Influenciadores digitais e seu impacto nas decisões de consumo
Enviada em 19/07/2021
A Constituição federal, documento mais importante do país, prevê, em seu artigo sexto, a proteção a infância como um direito dos cidadãos. No entanto, isso não ocorre na prática quando se observa a questão dos influenciadores digitais e seus impactos nas decisões de consumo. O Estado, infelizmente, não busca responsabilizar os influenciadores sobre os impactos de suas ações, que, devido as suas irresponsabilidades, influenciam mal os infantes brasileiros. Assim, é importante debater os fatores que favorecem esse quadro.

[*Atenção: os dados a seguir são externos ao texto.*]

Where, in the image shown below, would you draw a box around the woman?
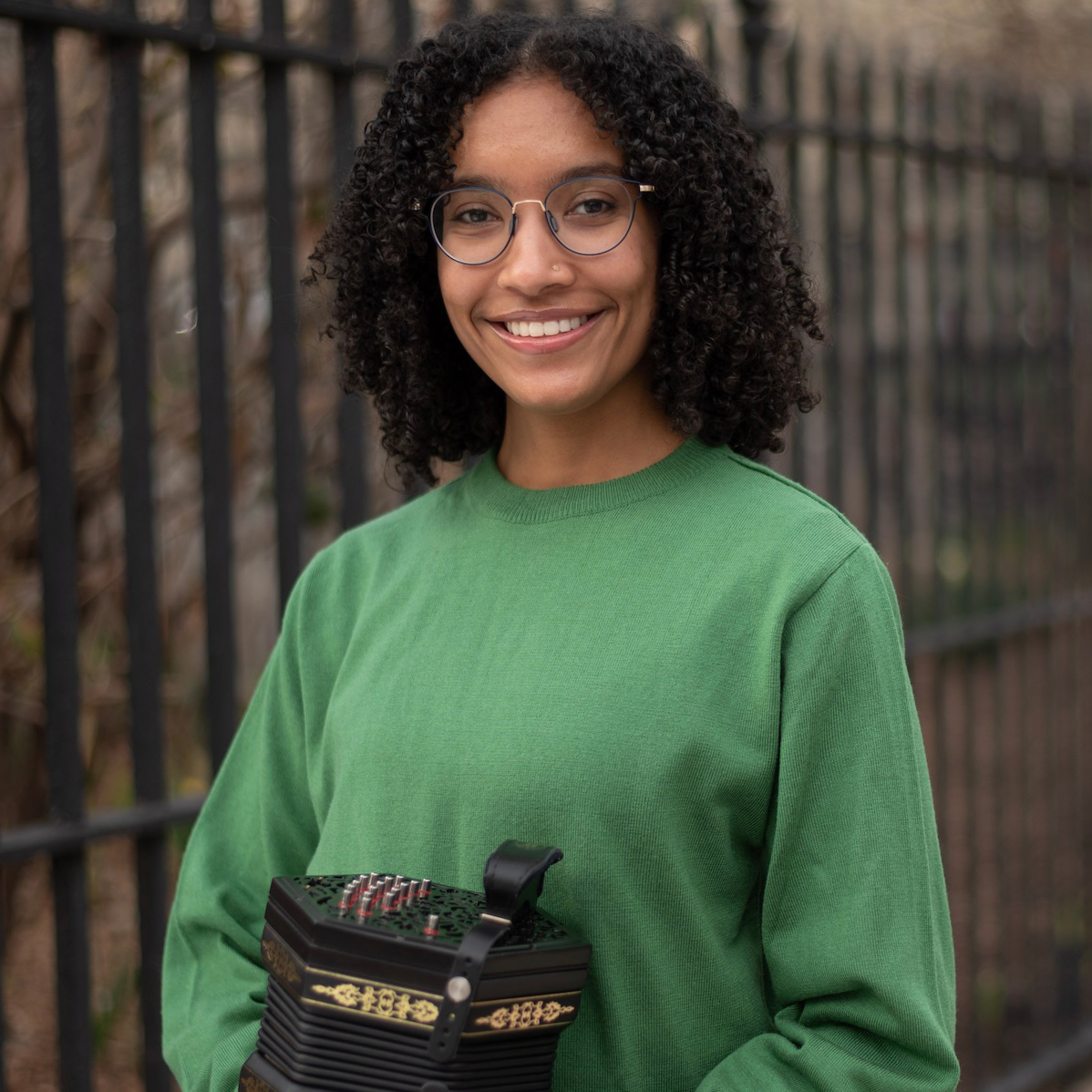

Primeiramente, cabe destacar a falta de medidadas por parte do Estado em relação aos influenciadores digitais e seus impactos nas decisões de consumo. Pouco se ouve falar sobre regras adotadas pelo Estado brasileiro no combate de conteúdo inapropriado para crianças em redes digitais, como o Youtube. Propagandas de caráter apelativo ou manipulador, por exemplo, foram banidas dos canais de televisão aberto, mas podem existir livremente em canais do Youtube - que são assistidos por milhões de crianças. Esse quadro, segundo o filósofo contratualista John Locke, configura-se como um rompimento do contrato social, visto que o Estado, tristemente, não cumpre seu papel de proteger a infância, previsto na constituição.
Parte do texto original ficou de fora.